Je n’ai voulu m’attaquer qu’à la dernière image du rêve, composée d’un nombre restreint de mots.  Prendre ces mots comme signifiants, comme signifiants de mon histoire, tâcher de les aborder comme tels, chacun séparément, me donnait un cadre, des limites, une structure.  Les signifiants qui m’ont d’abord intéressée étaient les suivants :

I.          Vincent (mon cri, au-dessus dans l’image – au-dessus de moi, au-dessus de la barre, comme dans une bulle de bande dessinée)
II.        La barre (au milieu de l’image)
III.       Moi au-dessous de la barre
IV.       Le grenier (tout autour)
V.        L’absence de réponse (en haut à gauche – oui, il aurait fallu que la réponse vienne d’en haut, à gauche, les escaliers que j’avais monté étaient à gauche, mon cri s’élevait vers la gauche, et attendait que sa réponse vienne de là, d’où il allait, en haut à gauche)
VI.       La porte (en bas à droite)
Peut-être ajouterai-je :
VII.      Sans culotte.

L’aventure exploiratoire où le premier m’aura emmenée aura nettement limité celle des suivants. Mais cela en valait la peine.

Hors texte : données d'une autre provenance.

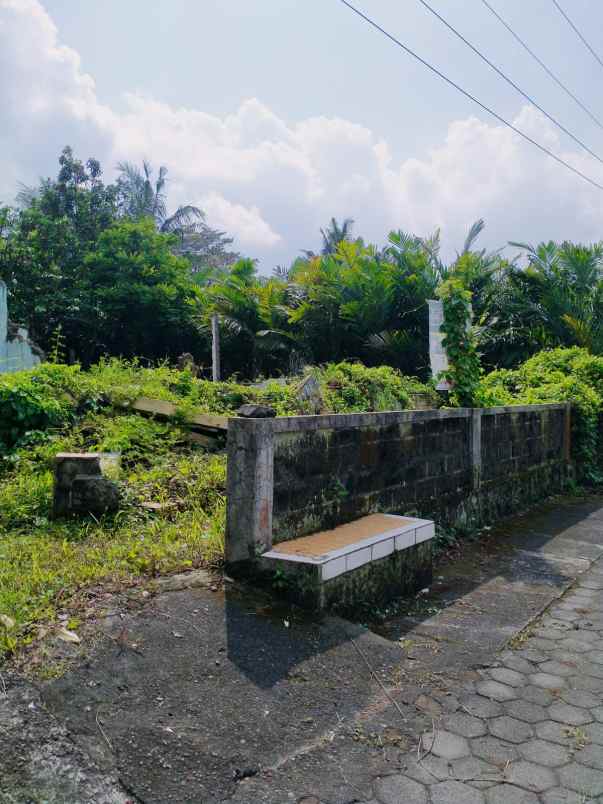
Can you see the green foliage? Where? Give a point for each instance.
(459, 341)
(560, 375)
(43, 561)
(353, 387)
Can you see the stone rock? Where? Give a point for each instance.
(84, 483)
(256, 412)
(309, 391)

1. En soi être dans un tram ou dans un bus, c’est indifférent.  Pourtant.  Il y a une hésitation. On ne sait pas, s’agit-il d’un bus ou d’un tram?  Du moment où l’on interprète, il faut tenir compte des deux possibilités.  Considérer que  tant le mot "tram" que le mot "bus" veulent dire quelque chose.  Le rêve  pouvait-il aussi bien être me dire, par exemple : "Nous sommes, Vincent et moi  dans le même drame", que, on le verra : "Ne sommes-nous pas bus l’un et l’autre?", "Bus dans le même drame". 
Nos drames respectifs, avions-nous tous les deux pu croire, qu’ils étaient les mêmes.  Le boire et l’être bu.